Friday, March 2nd, 2012 Leave a comment

As the provisions of the Dodd-Frank financial regulatory law begin to go into effect, federal oversight agencies have issued the first draft of the “Volcker Rule.” Named for former Federal Reserve chairman Paul Volcker, the Volcker Rule says that commercial banks shouldn’t be able to make risky bets with federally insured deposits.

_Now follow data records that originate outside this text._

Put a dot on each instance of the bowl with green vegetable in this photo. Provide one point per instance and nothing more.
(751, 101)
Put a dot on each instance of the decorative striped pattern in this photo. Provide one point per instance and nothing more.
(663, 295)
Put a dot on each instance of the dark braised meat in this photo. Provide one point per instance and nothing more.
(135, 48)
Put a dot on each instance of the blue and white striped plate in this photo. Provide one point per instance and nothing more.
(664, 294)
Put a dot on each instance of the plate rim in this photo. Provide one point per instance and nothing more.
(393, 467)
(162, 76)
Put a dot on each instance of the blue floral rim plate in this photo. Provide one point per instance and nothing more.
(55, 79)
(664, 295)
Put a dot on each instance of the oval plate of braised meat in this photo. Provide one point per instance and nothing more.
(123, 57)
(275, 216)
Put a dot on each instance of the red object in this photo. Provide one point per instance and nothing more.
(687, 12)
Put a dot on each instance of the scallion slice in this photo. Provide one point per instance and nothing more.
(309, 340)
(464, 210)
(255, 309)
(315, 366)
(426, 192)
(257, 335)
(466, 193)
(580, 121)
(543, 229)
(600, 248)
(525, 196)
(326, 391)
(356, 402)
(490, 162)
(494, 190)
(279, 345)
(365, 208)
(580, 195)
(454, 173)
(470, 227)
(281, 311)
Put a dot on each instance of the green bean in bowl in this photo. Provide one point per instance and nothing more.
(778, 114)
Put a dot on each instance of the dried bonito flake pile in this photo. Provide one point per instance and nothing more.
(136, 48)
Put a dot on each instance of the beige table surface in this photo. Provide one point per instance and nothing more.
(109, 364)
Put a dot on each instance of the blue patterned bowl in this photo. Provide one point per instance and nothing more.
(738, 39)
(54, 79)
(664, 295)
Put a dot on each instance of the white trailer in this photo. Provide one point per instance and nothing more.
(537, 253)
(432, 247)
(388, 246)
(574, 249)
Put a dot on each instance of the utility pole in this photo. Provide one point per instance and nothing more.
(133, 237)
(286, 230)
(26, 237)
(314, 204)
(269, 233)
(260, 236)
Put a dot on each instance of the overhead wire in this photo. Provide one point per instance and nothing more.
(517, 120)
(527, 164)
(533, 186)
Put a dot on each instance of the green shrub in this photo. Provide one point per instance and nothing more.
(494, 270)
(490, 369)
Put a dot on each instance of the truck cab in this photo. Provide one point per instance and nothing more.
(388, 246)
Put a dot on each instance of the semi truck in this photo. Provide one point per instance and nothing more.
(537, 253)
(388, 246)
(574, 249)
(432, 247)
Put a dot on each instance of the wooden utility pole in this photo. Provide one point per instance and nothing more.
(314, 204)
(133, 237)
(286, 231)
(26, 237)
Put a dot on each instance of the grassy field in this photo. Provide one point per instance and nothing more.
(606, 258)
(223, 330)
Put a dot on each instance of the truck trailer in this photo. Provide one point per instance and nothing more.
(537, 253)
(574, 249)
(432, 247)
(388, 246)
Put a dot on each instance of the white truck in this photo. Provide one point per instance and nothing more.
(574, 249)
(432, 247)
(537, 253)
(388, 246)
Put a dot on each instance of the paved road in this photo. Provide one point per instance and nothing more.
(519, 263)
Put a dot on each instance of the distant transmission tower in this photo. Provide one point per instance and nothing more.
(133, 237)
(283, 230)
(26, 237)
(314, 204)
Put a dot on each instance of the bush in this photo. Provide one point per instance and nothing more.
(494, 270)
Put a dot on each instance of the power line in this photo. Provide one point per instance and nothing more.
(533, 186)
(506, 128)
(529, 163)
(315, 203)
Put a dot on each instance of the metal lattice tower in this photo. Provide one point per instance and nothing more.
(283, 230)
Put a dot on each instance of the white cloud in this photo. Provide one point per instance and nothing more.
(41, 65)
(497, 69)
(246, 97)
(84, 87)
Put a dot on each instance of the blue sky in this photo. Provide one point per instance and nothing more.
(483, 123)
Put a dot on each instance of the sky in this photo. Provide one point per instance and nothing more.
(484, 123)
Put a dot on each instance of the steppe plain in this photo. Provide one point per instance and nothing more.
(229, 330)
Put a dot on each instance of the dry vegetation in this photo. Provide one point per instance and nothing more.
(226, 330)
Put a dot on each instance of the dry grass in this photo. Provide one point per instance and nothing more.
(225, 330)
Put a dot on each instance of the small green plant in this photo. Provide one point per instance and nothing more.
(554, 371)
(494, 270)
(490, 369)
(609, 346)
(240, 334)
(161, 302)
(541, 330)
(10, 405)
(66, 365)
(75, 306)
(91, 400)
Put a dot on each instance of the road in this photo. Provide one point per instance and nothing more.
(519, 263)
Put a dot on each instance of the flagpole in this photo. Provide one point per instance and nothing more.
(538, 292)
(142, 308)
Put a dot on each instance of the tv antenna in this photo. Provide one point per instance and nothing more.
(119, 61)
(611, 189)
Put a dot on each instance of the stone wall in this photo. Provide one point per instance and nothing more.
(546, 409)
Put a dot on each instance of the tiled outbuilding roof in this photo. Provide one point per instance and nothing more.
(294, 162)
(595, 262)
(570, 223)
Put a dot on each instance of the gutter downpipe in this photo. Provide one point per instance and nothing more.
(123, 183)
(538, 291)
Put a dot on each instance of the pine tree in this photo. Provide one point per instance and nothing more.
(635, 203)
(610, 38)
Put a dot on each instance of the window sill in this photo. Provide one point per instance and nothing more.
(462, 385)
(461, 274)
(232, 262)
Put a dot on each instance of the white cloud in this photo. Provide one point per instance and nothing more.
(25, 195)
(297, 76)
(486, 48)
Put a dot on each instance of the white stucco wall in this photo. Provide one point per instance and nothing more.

The Roosevelt Institute’s Mike Konczal talked to The Nation about what the Volcker Rule is and why it’s necessary. Below are some excerpts from the article:

  • “The Volcker Rule seeks to keep activities essential to banking within a safety net, while excluding other, riskier, activities from this safety net. There are a variety of special regulations, and protections, banks get, ranging from federal deposit insurance (known as FDIC) to access to the Federal Reserve’s discount borrowing window, designed to keep the system working through panics. Banks currently engage in a wide variety of non-banking activities with safety net protection. For example, they speculate in currencies and run hedge funds and proprietary trading desks for their own benefit.”
  • “Under a strong Volcker Rule, any securities market activities would have to be intended to serve customers—not market-making bets for the bank’s own profits. Prop trading is very common among the largest financial institutions, many of which were bailed out during the 2008 financial crisis, and among the firms that are targeted by Dodd-Frank. These large, systemically risky firms are also a big presence in hedge funds and private equity operations.”
  • “The Volcker Rule helps with the conflicts of interest between banks and their clients. But it also provides for the stability of the economy as a whole. The financial system has the ability to disrupt a huge part of the economy in a panic. The Volcker Rule, by removing the “casino” part of the financial system from the core banking parts, will make panics less likely and more manageable when they do.”
  • “There are two sets of concerns about the Volcker Rule that progressives should engage with. The first is that by moving prop trading from the banks to other entities those practices will become harder to regulate, and it will be more difficult to detect and stop harmful activities and more problematic to resolve when things go wrong. The correct way to deal with this is to require strong implementation of the rest of Dodd-Frank, especially when it comes to derivatives and hedge funds.”
  • “The best way to create forward-looking regulations is to have clear boundaries and clear penalties. This makes it harder for financial instruments and practices to try and blur the line between the two, practices we saw undermining the New Deal financial regulations.”
  • “The current rule is far too complex to carry this out. Even Paul Volcker has criticized the rule for its length and complexity. Instead of laying out “definitive bright lines,” Federal Reserve Governor Daniel Tarullo testified, the authors of the Volcker Rule designed it to take a “nuanced approach.” But, as Occupy the SEC argued in their comment letter, this will “confuse mere complexity for nuance” and that “simple bright-line rules make the compliance process easier, both for the regulated and for the regulator.”